"Hungary is an integral and recognised actor of the European cultural life in the historical perspective"

 

"The Hungarian history of ideas, together with our Eastern heritage, is an integral part of the European Christian history of ideas. We can primarily mention the many Hungarian saints and blessed ones, from the House of Árpád to the present day. Many of them were not only exemplary in their sanctity of life, but also influential in shaping European culture as great thinkers."

Balázs Ágoston's interview with Gyula Klima, Director of the Research Centre for the History of Ideas at the Institute of Hungarian Research, was published in the weekly Magyar Demokrata.

- Where can the Hungarian nation be placed in the history of European ideas? Who shaped Hungarian intellectual history the most?

 - Our geographic location gives us the mission: to mediate between East and West, but also to play the not always grateful role of a bastion of defence for the West. It is almost a cliché, but it is a historical reality. The Hungarian history of ideas, together with our Eastern heritage, is an integral part of the European Christian history of ideas. From this point of view, we can primarily mention the many Hungarian saints and blessed ones, from the House of Árpád to the present day. Many of them were not only exemplary in their sanctity of life, but also influential in shaping European culture as outstanding thinkers, starting with St István, canonised by both the Catholic and Orthodox churches.

[...]

For example, Andreas Pannonius was a very important thinker, who had a close relationship with the Hunyadi family and produced a theological oeuvre of European significance. My colleague Csilla Bíró gave a brilliant lecture on him at the conference entitled Hungarian Christian thinkers from the Árpád era to the present day, which was recently organised by our Research Centre.

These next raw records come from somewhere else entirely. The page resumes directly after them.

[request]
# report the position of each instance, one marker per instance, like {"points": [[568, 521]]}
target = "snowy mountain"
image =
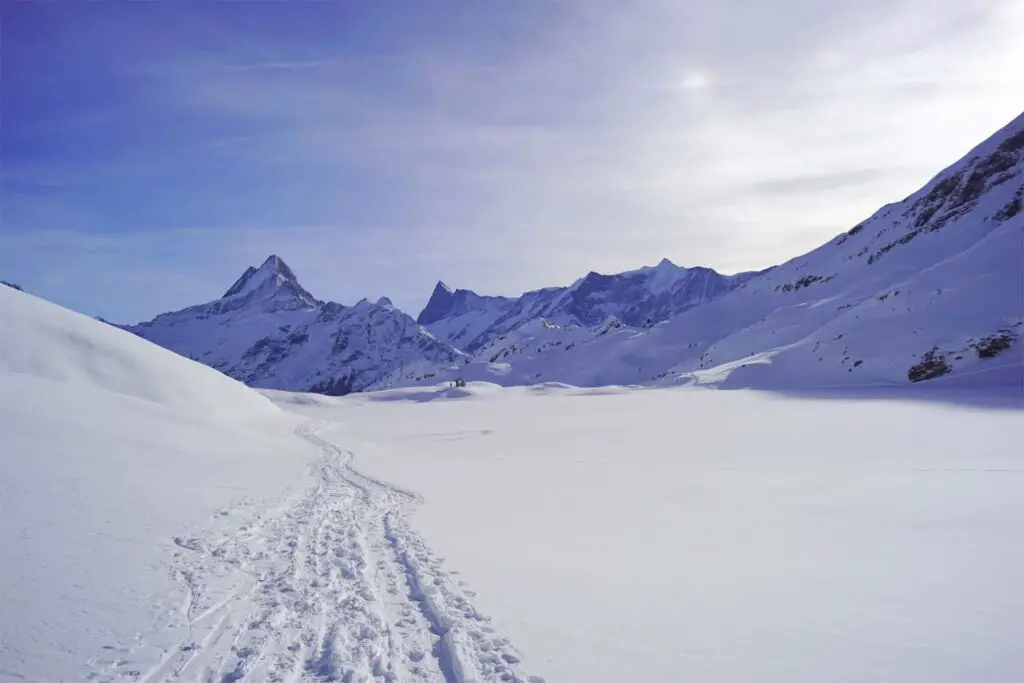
{"points": [[651, 294], [164, 522], [929, 286], [269, 332]]}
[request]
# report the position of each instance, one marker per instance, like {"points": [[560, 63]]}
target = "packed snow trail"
{"points": [[331, 585]]}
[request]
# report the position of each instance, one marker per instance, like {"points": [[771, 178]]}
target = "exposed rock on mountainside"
{"points": [[469, 321], [269, 332]]}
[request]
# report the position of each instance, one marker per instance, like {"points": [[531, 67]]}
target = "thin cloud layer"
{"points": [[501, 147]]}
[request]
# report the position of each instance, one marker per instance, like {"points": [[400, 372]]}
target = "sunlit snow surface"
{"points": [[692, 535], [161, 522]]}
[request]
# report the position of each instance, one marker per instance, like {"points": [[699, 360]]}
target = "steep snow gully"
{"points": [[329, 585]]}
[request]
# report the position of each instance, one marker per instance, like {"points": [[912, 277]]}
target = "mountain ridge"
{"points": [[268, 332]]}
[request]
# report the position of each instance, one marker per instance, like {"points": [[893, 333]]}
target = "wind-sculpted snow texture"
{"points": [[331, 585], [268, 332], [931, 288], [164, 522]]}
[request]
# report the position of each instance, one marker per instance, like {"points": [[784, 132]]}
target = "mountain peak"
{"points": [[439, 305], [272, 270]]}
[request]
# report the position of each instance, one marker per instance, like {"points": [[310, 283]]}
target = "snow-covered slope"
{"points": [[110, 447], [651, 294], [927, 287], [268, 332], [160, 521], [44, 341]]}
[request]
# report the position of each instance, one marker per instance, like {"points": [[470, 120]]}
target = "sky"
{"points": [[151, 152]]}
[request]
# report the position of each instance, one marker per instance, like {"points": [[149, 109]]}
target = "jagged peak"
{"points": [[273, 269], [440, 304]]}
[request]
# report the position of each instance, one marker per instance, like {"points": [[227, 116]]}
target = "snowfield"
{"points": [[692, 535], [162, 522]]}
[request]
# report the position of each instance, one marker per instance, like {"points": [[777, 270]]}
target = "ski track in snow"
{"points": [[330, 585]]}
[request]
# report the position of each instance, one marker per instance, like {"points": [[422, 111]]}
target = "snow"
{"points": [[111, 447], [268, 332], [938, 272], [160, 521], [696, 535]]}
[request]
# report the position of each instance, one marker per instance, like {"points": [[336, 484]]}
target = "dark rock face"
{"points": [[269, 332], [649, 295], [439, 306]]}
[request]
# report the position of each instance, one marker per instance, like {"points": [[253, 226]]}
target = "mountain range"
{"points": [[928, 287]]}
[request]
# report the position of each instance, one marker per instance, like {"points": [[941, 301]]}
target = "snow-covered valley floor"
{"points": [[162, 522], [714, 536]]}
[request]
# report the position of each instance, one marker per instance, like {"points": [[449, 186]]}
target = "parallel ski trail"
{"points": [[332, 585]]}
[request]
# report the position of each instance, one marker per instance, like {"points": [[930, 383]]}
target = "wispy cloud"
{"points": [[510, 148]]}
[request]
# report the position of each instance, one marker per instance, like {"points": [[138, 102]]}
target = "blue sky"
{"points": [[153, 151]]}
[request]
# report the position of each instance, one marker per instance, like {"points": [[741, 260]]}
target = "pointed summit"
{"points": [[273, 270], [273, 283], [440, 304]]}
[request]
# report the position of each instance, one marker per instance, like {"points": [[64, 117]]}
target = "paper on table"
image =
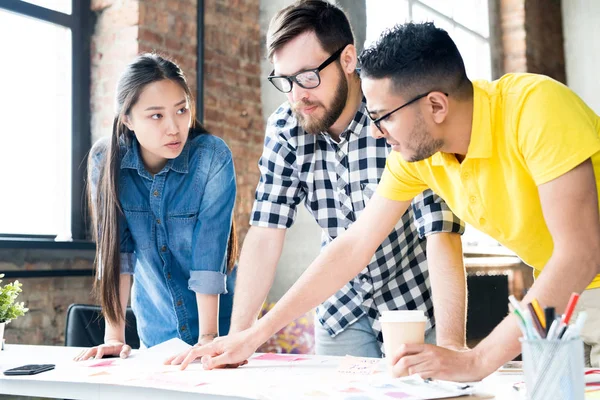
{"points": [[278, 357], [160, 352], [358, 365]]}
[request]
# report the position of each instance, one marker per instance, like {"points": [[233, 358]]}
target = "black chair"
{"points": [[85, 327]]}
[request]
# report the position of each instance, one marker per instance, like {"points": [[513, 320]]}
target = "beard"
{"points": [[422, 144], [314, 125]]}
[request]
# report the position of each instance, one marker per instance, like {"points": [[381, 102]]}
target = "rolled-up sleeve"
{"points": [[126, 247], [278, 191], [211, 233], [432, 215]]}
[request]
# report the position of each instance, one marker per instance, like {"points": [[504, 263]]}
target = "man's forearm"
{"points": [[208, 315], [256, 271], [448, 286], [563, 275]]}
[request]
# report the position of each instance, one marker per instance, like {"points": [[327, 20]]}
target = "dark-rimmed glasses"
{"points": [[307, 79], [377, 121]]}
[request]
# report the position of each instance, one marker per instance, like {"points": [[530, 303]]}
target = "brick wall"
{"points": [[113, 45], [232, 102], [532, 37], [46, 298]]}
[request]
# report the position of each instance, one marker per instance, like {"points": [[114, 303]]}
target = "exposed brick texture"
{"points": [[232, 101], [46, 298], [532, 37]]}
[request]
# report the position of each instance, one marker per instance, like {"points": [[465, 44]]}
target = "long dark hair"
{"points": [[105, 206]]}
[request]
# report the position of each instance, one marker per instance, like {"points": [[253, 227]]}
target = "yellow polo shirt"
{"points": [[527, 130]]}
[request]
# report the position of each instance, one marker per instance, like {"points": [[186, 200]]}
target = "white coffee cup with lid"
{"points": [[401, 327]]}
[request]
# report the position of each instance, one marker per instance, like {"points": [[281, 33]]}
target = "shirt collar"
{"points": [[480, 145], [133, 160]]}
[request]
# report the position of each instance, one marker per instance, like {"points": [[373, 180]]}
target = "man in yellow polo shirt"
{"points": [[517, 158]]}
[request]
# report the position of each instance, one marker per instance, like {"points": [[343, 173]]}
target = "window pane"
{"points": [[422, 14], [474, 15], [384, 14], [472, 48], [63, 6], [442, 6], [35, 156]]}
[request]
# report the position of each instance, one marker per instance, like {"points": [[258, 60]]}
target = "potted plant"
{"points": [[9, 308]]}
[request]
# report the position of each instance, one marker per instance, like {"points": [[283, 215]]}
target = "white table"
{"points": [[138, 377]]}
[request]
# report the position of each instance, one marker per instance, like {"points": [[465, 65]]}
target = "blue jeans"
{"points": [[357, 340]]}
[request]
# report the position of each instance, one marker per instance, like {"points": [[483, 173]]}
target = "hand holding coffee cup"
{"points": [[401, 327]]}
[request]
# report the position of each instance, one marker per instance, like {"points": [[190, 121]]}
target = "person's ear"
{"points": [[348, 59], [438, 106], [127, 122]]}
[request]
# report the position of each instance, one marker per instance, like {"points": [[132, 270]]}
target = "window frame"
{"points": [[80, 24]]}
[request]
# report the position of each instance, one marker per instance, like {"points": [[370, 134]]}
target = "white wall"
{"points": [[581, 29]]}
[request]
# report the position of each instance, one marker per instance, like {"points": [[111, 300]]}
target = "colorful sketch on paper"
{"points": [[351, 390], [397, 395], [278, 357], [385, 386], [316, 393], [103, 363], [358, 365], [592, 395], [101, 373]]}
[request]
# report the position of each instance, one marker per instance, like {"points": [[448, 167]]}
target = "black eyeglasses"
{"points": [[377, 121], [307, 79]]}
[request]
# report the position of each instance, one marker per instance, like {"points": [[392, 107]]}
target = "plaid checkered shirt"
{"points": [[336, 180]]}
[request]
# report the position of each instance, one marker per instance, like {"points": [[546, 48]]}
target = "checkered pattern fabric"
{"points": [[336, 180]]}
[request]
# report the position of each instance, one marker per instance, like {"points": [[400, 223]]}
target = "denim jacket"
{"points": [[174, 233]]}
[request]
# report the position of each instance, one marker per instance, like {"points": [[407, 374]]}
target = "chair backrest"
{"points": [[85, 327]]}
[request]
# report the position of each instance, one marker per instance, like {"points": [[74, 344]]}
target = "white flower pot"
{"points": [[2, 335]]}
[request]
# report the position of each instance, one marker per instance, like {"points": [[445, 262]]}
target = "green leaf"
{"points": [[9, 307]]}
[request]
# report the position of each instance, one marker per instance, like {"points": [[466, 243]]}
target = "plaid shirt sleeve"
{"points": [[432, 215], [279, 190]]}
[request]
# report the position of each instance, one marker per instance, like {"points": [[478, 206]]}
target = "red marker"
{"points": [[570, 308]]}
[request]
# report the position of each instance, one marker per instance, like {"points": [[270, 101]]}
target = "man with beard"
{"points": [[518, 158], [317, 150]]}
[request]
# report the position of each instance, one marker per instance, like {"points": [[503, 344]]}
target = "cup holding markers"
{"points": [[554, 369], [401, 327], [553, 356]]}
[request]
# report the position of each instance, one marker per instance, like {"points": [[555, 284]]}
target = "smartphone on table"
{"points": [[29, 369]]}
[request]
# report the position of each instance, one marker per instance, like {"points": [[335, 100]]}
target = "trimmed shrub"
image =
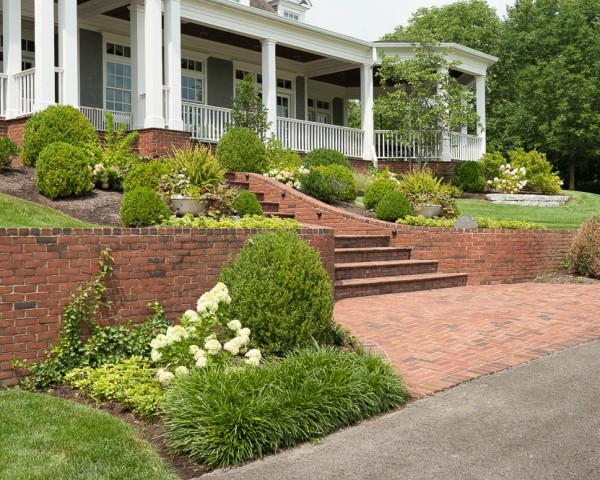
{"points": [[8, 151], [324, 157], [377, 190], [141, 207], [146, 174], [393, 205], [332, 183], [63, 171], [58, 123], [280, 290], [227, 417], [469, 177], [240, 150], [245, 203], [585, 251]]}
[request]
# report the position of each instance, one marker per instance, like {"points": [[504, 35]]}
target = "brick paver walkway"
{"points": [[440, 338]]}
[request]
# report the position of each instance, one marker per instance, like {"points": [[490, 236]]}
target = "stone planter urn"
{"points": [[185, 206], [428, 211]]}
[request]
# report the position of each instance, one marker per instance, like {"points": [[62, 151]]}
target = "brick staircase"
{"points": [[367, 265]]}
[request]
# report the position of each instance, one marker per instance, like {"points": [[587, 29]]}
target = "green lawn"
{"points": [[47, 438], [15, 213], [580, 207]]}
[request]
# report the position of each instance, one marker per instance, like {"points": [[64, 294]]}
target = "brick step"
{"points": [[409, 283], [269, 206], [361, 241], [352, 255], [346, 271]]}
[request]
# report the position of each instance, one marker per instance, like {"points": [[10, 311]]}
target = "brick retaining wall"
{"points": [[40, 268]]}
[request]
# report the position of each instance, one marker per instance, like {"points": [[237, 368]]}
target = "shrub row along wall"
{"points": [[40, 268], [488, 256]]}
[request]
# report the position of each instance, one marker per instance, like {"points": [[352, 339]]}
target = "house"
{"points": [[170, 68]]}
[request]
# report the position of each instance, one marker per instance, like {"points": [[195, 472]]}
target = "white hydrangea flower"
{"points": [[213, 346]]}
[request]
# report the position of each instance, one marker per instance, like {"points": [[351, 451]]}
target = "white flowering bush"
{"points": [[509, 180], [204, 337]]}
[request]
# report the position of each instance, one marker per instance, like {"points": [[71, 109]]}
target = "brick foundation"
{"points": [[40, 268]]}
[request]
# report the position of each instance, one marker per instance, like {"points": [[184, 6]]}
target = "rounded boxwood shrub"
{"points": [[377, 190], [469, 177], [58, 123], [325, 156], [281, 291], [245, 203], [332, 183], [141, 207], [585, 251], [63, 171], [393, 205], [240, 150], [146, 174]]}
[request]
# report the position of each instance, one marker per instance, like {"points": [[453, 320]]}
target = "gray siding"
{"points": [[300, 98], [91, 69], [220, 82], [338, 111]]}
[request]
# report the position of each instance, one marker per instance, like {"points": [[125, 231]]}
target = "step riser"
{"points": [[363, 291], [384, 271], [362, 242], [371, 256]]}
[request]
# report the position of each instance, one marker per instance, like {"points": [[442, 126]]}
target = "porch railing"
{"points": [[25, 90], [465, 147], [204, 122], [389, 147], [303, 136]]}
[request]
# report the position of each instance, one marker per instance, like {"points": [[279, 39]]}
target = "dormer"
{"points": [[291, 9]]}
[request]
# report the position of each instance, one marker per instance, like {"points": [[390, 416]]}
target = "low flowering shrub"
{"points": [[509, 180], [224, 417]]}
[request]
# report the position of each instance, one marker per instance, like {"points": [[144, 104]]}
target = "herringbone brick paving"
{"points": [[438, 339]]}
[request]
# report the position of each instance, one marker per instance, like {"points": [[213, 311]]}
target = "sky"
{"points": [[370, 19]]}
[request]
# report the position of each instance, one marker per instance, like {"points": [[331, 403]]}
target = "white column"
{"points": [[366, 105], [480, 97], [173, 62], [269, 71], [67, 51], [44, 54], [138, 87], [153, 64], [11, 16]]}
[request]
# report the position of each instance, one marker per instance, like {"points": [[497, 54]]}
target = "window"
{"points": [[118, 77]]}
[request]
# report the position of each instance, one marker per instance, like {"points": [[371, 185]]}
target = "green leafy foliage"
{"points": [[241, 150], [584, 255], [281, 291], [377, 190], [469, 177], [146, 174], [226, 417], [332, 183], [324, 157], [63, 171], [133, 383], [482, 222], [248, 221], [141, 207], [245, 203], [58, 123], [9, 150], [393, 205]]}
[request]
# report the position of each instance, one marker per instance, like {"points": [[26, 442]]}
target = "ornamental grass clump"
{"points": [[226, 417]]}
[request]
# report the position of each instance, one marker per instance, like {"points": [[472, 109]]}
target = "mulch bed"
{"points": [[153, 433]]}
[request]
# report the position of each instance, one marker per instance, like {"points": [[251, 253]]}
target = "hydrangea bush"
{"points": [[204, 337]]}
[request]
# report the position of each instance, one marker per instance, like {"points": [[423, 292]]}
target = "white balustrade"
{"points": [[204, 122], [303, 136], [25, 91]]}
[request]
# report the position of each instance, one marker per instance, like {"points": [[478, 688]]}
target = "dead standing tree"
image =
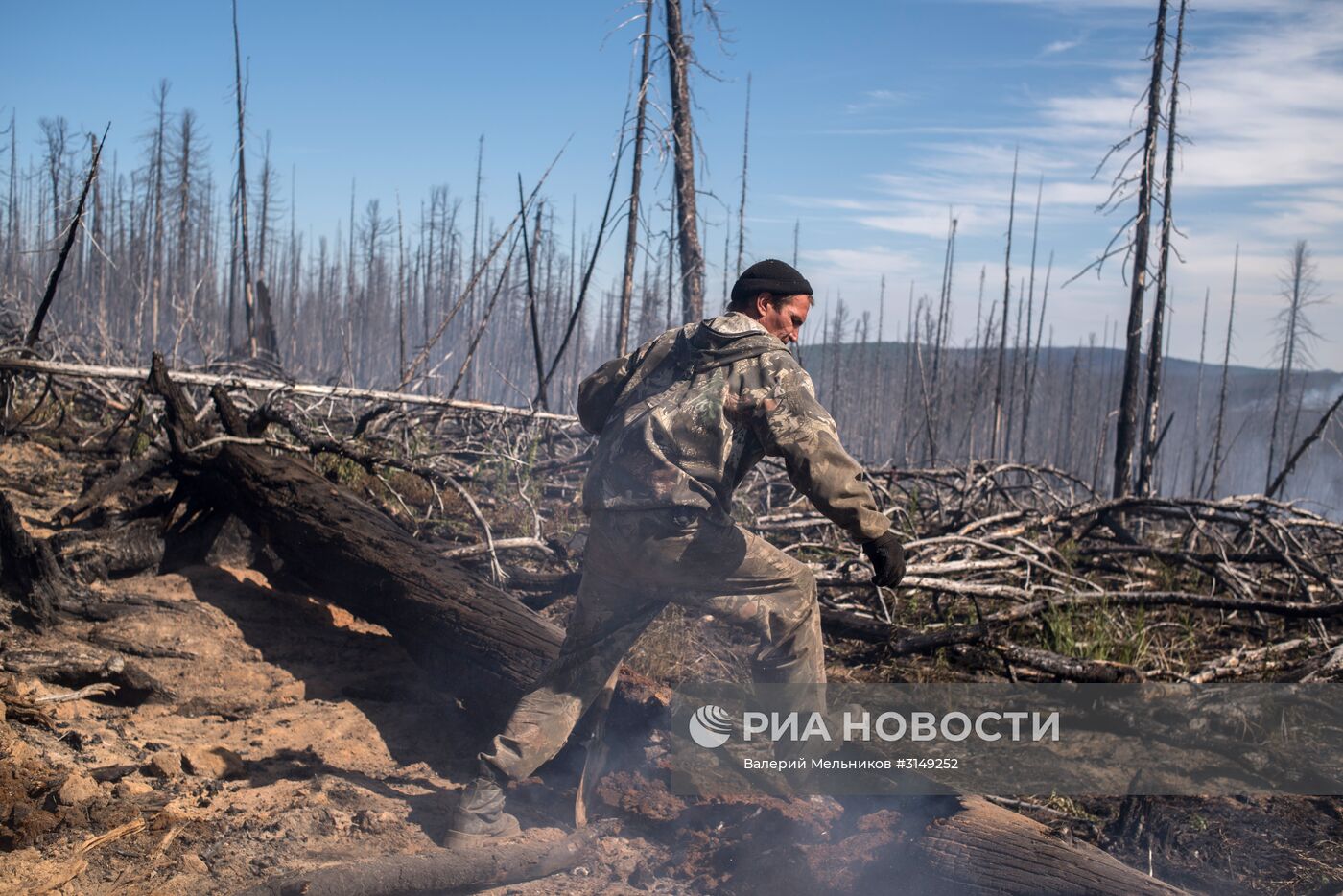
{"points": [[996, 448], [1154, 345], [682, 143], [1125, 426], [1125, 429], [631, 235], [1299, 288]]}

Andreas Pannonius: Libellus de regiis virtutibus. Source: corvina.hu

- What other topics were on the agenda?

- Among many other things, the contribution of Hungarian Catholicism to the mission of the universal Church was discussed, and the Autobiography of Miklós Bethlen, written towards the end of his life, during his imprisonment in Vienna, was also on the agenda, in which the renowned Transylvanian chancellor of the second half of the 17th century discusses very serious philosophical questions about the social behaviour of man, his use of social language and the underlying philosophical problems of the mind. The conference also covered the work of Miklós Vető, a Hungarian-born philosopher from France, professor at several prestigious foreign universities and honorary doctor of several Hungarian universities; the life's work of Antal Schütz, a Roman Catholic priest and Piarist monk, the best-known Hungarian theologian of the first half of the 20th century, secretary of the St Thomas Aquinas Society, and editor of the works of Ottokár Prohászka, Bishop of Székesfehérvár. At the conference, there was a lecture on the oeuvre of the sociologist Vid Mihelics, a prominent representative of the Christian social-Christian democratic movement in the first half of the 20th century, who published outstanding writings on social policy issues. He was also a member of parliament for the short-lived Democratic People's Party, editor of Vigília, Új Ember, Hazánk, and between 1934 and '40 of the Catholic Review. I dealt with Madách, and compared the philosophy of history of his main work, The Tragedy of Man, with that of Saint Augustine.


–- Is there a distinctively Hungarian philosophical worldview?

What is typical of Hungarian Christian thinkers is that - due to historical peculiarities - their historical-philosophical, political approach is more characteristic than their metaphysical, theological reflections. Our main mission is the systematic mapping of the history of ideas of the Hungarians in the Carpathian Basin, the identification of the place and role of Hungarians in the history of European ideas and culture, with a view to the broadest international connections. We focus on the so-called major developments, i.e. the lasting, decisive philosophical, scientific, technical, religious, cultural, artistic nodes, reviewing the significant changes that ultimately brought about decisive transformations in our conceptual systems, social mentality and culture. Since our foundation in 2019, we have organised three scientific conferences, and the lectures of our first conference on the significance of the spirituality of Regnum Marianum will be published in an impressive volume towards the end of the year. As a follow-up to our conference on The Metaphysics and Theology of the Eucharist, held last year in Budapest in connection with the 52nd International Eucharistic Congress, we founded the European Society for the History of Ideas with 26 members. This is a growing network of cooperation between Hungarian and international scholars dealing with the history of ideas in Europe and Hungary, with 75 members on all continents, including teachers and students from Harvard, the University of Oxford, the University of Notre Dame, among others. The society organises an annual conference, and last week we held our second meeting at the University of Lisbon. The results of the conferences are published by Springer, and we hope that the English-language volumes will also be published in Hungarian by the Institute of Hungarian Research."